影卫跪在地上,把姜辞镜进暗河的事说了一遍。
阿白亦多听完,竟低低笑出了声:“倒是让他得手了。”
“不过,一个溶洞而已,里面还有五百死士,还有暗闸,他以为派一千人就能拿下来?做梦。”
狄御趴在案几上啃羊腿,听得云里雾里,含糊道:“国师,那姜辞镜都拿到证据了,李德全也信了,咱们是不是白忙活了?”
“白忙活?”阿白亦多瞥了他一眼,指尖敲了敲案上的帛书,“腐心散已经投了,七日之后发作,他们就算拿到证据,也找不到解药。
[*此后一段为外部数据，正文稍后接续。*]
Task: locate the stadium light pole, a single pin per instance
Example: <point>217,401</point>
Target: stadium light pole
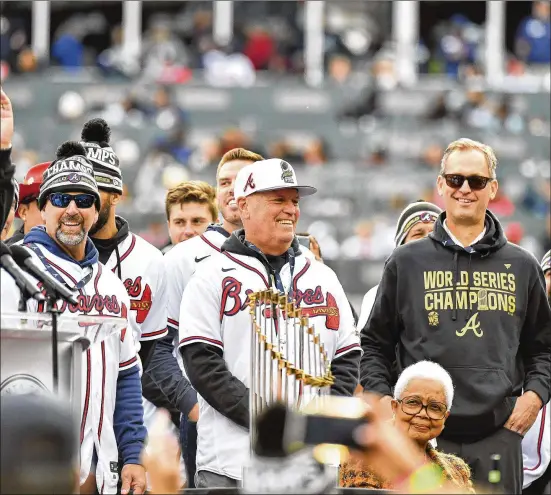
<point>132,27</point>
<point>405,33</point>
<point>494,54</point>
<point>313,42</point>
<point>222,26</point>
<point>41,29</point>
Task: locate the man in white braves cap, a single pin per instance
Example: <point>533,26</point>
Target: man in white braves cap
<point>415,222</point>
<point>112,412</point>
<point>536,445</point>
<point>214,317</point>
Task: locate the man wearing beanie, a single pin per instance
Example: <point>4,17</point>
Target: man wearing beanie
<point>469,300</point>
<point>415,222</point>
<point>112,412</point>
<point>137,263</point>
<point>536,445</point>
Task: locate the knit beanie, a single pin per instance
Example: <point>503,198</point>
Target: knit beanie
<point>71,171</point>
<point>420,211</point>
<point>95,139</point>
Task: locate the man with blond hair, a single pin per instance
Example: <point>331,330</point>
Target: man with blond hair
<point>190,208</point>
<point>475,303</point>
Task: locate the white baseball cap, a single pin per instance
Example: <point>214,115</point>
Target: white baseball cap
<point>268,175</point>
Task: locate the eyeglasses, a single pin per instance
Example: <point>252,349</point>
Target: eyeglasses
<point>476,182</point>
<point>61,200</point>
<point>414,405</point>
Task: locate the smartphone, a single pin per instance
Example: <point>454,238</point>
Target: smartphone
<point>328,420</point>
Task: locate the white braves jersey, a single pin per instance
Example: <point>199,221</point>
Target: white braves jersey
<point>214,310</point>
<point>102,294</point>
<point>536,447</point>
<point>367,306</point>
<point>140,268</point>
<point>180,264</point>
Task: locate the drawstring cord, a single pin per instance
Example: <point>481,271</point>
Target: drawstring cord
<point>456,280</point>
<point>119,272</point>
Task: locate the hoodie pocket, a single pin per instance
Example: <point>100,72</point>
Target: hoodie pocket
<point>479,392</point>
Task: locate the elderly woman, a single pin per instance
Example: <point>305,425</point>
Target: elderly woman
<point>422,401</point>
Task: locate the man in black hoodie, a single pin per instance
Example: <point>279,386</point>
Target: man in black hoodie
<point>215,327</point>
<point>469,300</point>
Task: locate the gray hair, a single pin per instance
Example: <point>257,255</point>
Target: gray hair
<point>425,370</point>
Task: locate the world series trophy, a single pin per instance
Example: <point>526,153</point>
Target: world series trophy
<point>290,366</point>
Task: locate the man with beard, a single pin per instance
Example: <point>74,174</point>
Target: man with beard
<point>112,412</point>
<point>132,259</point>
<point>27,209</point>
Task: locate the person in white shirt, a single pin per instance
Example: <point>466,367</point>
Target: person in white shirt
<point>112,425</point>
<point>215,333</point>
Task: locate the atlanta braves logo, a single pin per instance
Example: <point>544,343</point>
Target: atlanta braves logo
<point>142,305</point>
<point>426,217</point>
<point>250,183</point>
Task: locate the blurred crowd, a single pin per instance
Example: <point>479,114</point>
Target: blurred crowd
<point>268,36</point>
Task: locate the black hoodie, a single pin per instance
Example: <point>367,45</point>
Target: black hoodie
<point>481,312</point>
<point>207,370</point>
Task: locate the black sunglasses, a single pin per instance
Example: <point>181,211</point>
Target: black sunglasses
<point>62,200</point>
<point>476,182</point>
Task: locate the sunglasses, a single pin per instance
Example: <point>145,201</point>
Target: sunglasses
<point>476,182</point>
<point>62,200</point>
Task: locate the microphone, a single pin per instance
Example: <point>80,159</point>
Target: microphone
<point>27,287</point>
<point>54,288</point>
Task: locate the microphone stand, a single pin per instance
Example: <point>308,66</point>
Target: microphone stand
<point>54,312</point>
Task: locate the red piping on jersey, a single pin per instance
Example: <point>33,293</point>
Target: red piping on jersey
<point>244,265</point>
<point>87,396</point>
<point>210,243</point>
<point>300,274</point>
<point>347,348</point>
<point>153,334</point>
<point>210,341</point>
<point>96,280</point>
<point>88,359</point>
<point>127,363</point>
<point>125,255</point>
<point>540,439</point>
<point>100,427</point>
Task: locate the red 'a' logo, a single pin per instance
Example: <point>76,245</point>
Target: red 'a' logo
<point>143,305</point>
<point>250,183</point>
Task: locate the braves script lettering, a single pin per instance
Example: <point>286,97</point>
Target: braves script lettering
<point>86,304</point>
<point>312,301</point>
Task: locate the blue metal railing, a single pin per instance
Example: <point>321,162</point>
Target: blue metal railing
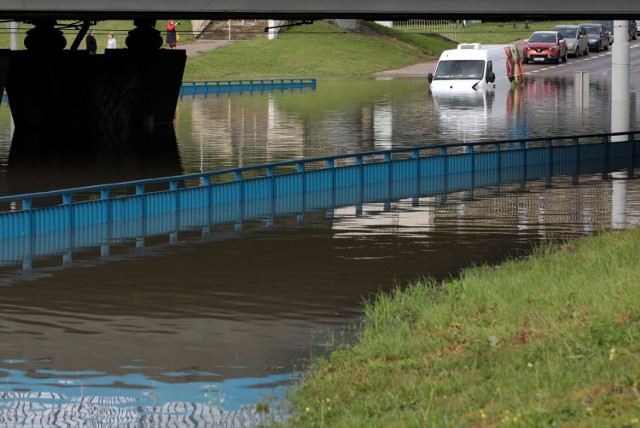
<point>250,85</point>
<point>54,222</point>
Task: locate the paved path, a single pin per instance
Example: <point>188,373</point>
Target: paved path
<point>200,45</point>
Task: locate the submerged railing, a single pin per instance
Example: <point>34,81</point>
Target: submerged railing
<point>198,87</point>
<point>59,222</point>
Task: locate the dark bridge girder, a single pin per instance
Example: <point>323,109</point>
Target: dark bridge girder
<point>21,10</point>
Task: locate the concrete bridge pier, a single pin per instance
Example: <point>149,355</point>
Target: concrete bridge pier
<point>71,92</point>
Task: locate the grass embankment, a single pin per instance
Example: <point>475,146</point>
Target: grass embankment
<point>553,340</point>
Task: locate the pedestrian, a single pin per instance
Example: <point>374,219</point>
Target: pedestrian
<point>172,36</point>
<point>92,46</point>
<point>111,41</point>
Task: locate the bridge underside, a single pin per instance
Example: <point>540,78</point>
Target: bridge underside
<point>326,9</point>
<point>51,89</point>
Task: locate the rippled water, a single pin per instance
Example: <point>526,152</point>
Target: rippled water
<point>206,325</point>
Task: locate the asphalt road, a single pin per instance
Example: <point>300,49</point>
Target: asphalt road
<point>598,64</point>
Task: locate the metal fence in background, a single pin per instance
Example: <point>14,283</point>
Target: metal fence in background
<point>451,30</point>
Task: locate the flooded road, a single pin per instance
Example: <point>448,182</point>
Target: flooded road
<point>218,323</point>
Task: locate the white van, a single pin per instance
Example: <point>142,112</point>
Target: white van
<point>477,67</point>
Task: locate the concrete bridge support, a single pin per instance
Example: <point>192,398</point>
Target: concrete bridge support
<point>54,91</point>
<point>620,78</point>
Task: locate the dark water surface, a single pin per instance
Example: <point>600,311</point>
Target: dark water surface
<point>205,326</point>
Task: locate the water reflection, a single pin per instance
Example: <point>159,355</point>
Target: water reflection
<point>38,161</point>
<point>240,311</point>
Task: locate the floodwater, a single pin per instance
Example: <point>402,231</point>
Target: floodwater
<point>197,329</point>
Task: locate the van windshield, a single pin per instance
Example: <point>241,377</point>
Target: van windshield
<point>570,33</point>
<point>460,69</point>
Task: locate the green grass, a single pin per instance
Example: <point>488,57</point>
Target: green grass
<point>317,50</point>
<point>549,341</point>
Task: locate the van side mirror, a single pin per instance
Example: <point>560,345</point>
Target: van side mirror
<point>491,77</point>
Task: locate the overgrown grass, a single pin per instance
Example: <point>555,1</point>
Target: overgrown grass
<point>549,341</point>
<point>317,50</point>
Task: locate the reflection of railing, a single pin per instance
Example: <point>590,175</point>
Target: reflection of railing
<point>253,85</point>
<point>59,222</point>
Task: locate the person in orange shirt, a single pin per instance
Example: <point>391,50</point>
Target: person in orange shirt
<point>172,37</point>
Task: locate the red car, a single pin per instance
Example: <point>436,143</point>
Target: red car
<point>545,46</point>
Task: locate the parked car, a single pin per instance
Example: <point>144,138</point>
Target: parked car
<point>633,29</point>
<point>545,46</point>
<point>576,37</point>
<point>598,36</point>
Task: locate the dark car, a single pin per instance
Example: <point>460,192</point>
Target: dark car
<point>598,36</point>
<point>633,29</point>
<point>576,37</point>
<point>545,46</point>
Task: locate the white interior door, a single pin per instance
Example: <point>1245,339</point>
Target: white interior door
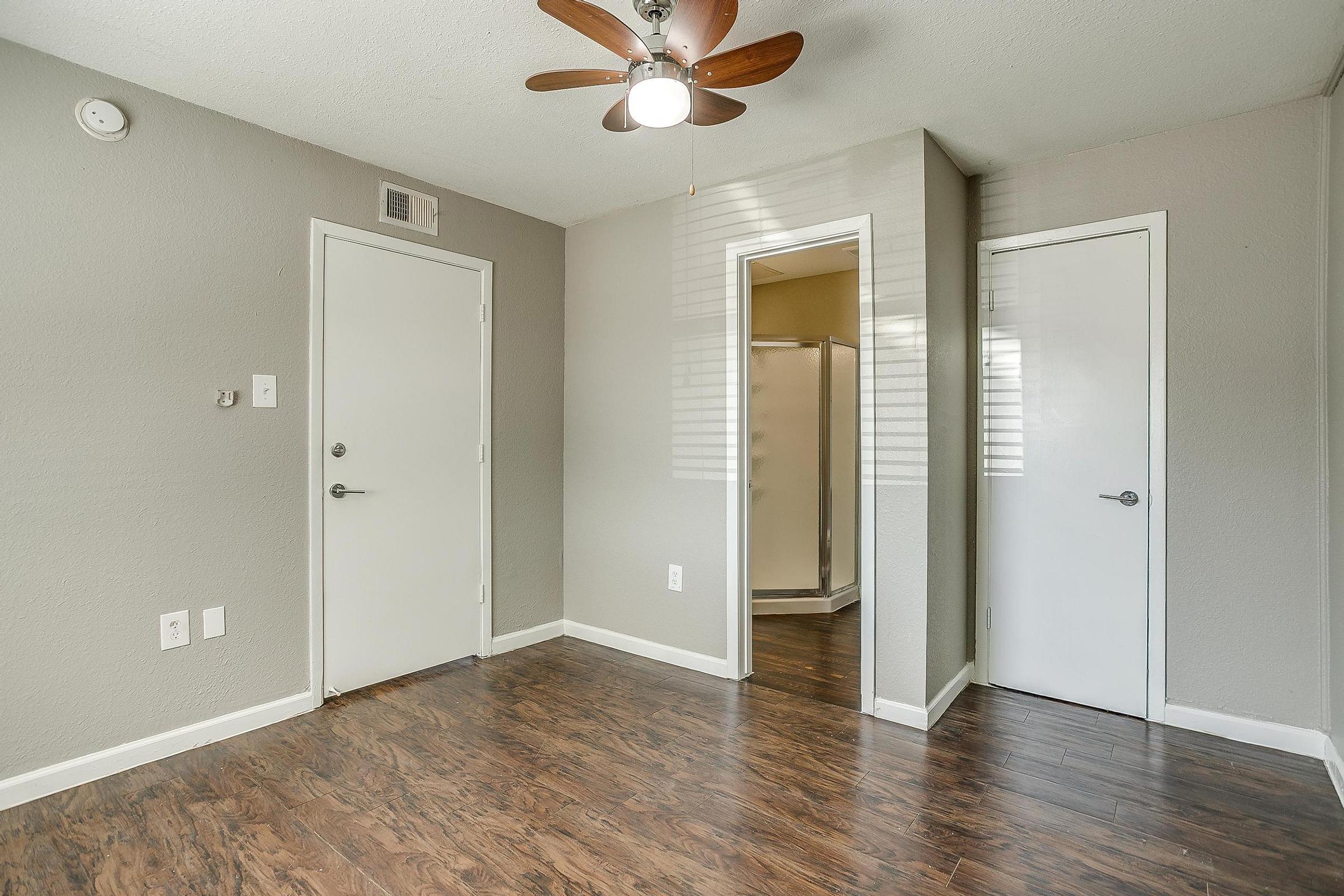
<point>1066,422</point>
<point>402,394</point>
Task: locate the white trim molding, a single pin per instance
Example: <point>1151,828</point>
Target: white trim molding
<point>528,637</point>
<point>81,770</point>
<point>776,606</point>
<point>1335,767</point>
<point>320,233</point>
<point>1156,226</point>
<point>925,718</point>
<point>648,649</point>
<point>1304,742</point>
<point>738,255</point>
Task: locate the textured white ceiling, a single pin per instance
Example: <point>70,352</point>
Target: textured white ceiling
<point>436,89</point>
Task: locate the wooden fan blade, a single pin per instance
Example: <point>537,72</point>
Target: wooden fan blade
<point>576,78</point>
<point>599,25</point>
<point>750,65</point>
<point>698,27</point>
<point>619,120</point>
<point>709,108</point>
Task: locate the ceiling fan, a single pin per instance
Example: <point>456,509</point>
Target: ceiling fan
<point>669,74</point>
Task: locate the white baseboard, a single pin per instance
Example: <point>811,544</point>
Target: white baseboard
<point>925,718</point>
<point>536,634</point>
<point>81,770</point>
<point>1304,742</point>
<point>648,649</point>
<point>902,713</point>
<point>773,606</point>
<point>949,692</point>
<point>1335,766</point>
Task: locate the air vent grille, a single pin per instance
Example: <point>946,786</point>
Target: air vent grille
<point>408,209</point>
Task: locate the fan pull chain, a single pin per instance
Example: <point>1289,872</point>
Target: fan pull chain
<point>693,136</point>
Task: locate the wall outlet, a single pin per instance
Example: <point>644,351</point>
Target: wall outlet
<point>174,631</point>
<point>213,621</point>
<point>264,390</point>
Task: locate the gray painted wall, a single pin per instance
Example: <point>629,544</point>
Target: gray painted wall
<point>1244,194</point>
<point>139,277</point>
<point>1335,390</point>
<point>646,449</point>
<point>951,394</point>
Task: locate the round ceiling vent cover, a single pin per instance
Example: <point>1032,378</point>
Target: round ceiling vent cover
<point>101,119</point>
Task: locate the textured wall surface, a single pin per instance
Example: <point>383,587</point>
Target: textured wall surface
<point>951,564</point>
<point>1335,389</point>
<point>138,278</point>
<point>823,305</point>
<point>646,450</point>
<point>1244,499</point>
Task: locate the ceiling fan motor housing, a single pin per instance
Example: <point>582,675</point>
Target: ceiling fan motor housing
<point>662,68</point>
<point>651,10</point>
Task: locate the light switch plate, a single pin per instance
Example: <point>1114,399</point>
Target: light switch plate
<point>174,631</point>
<point>264,390</point>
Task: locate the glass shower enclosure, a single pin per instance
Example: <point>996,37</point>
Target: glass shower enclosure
<point>804,468</point>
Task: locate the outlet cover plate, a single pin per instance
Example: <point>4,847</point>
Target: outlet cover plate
<point>213,622</point>
<point>174,631</point>
<point>264,390</point>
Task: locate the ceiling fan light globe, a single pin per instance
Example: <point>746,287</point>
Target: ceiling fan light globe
<point>659,102</point>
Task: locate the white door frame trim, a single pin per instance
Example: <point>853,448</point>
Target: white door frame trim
<point>738,319</point>
<point>1156,226</point>
<point>318,264</point>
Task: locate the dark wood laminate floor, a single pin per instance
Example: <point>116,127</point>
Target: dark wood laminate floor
<point>572,769</point>
<point>814,655</point>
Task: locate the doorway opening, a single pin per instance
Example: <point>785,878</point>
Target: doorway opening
<point>800,521</point>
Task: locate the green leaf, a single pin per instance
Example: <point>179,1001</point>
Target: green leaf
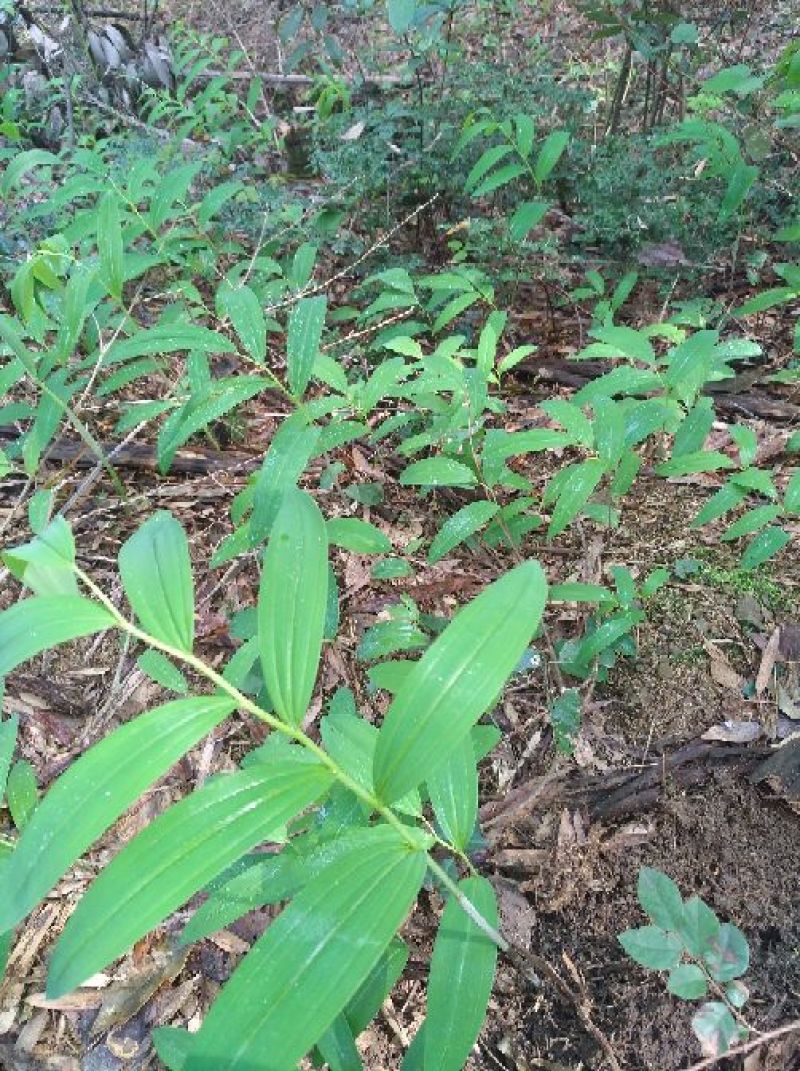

”
“另外,让潜伏在镇北关的细作,再散谣言,说姜辞镜明天要开城门放北狄进来,让陆停云忙着平乱,没精力管溶洞的事。”
“还有,让溶洞里的死士,把暗闸打开,等靖军进去,就把他们全淹了。”
影卫领命而去。
姜辞镜昏睡了一下午才终于醒了过来。
他左臂缠着厚厚的绷带,后背的刀伤也上了药,疼得他皱了皱眉,他强撑着坐了起来。
亲兵看见他醒了,连忙递过来一碗温水,低声道:“大人,您醒了?殿下刚才来过,给您留了这个。”他说着,从怀里摸出个白玉瓶子,正是之前姜辞镜给陆停云的那个解毒散。
姜辞镜接过药瓶,不由得低低笑了笑。
这陆停云,心里还是关心他的吧……
这时,帐帘被掀开,陆停云站在门口,看见他醒了,冷声道:“还没死透?明天秦锋带一千人去端溶洞,你不用去,留在大营养伤。”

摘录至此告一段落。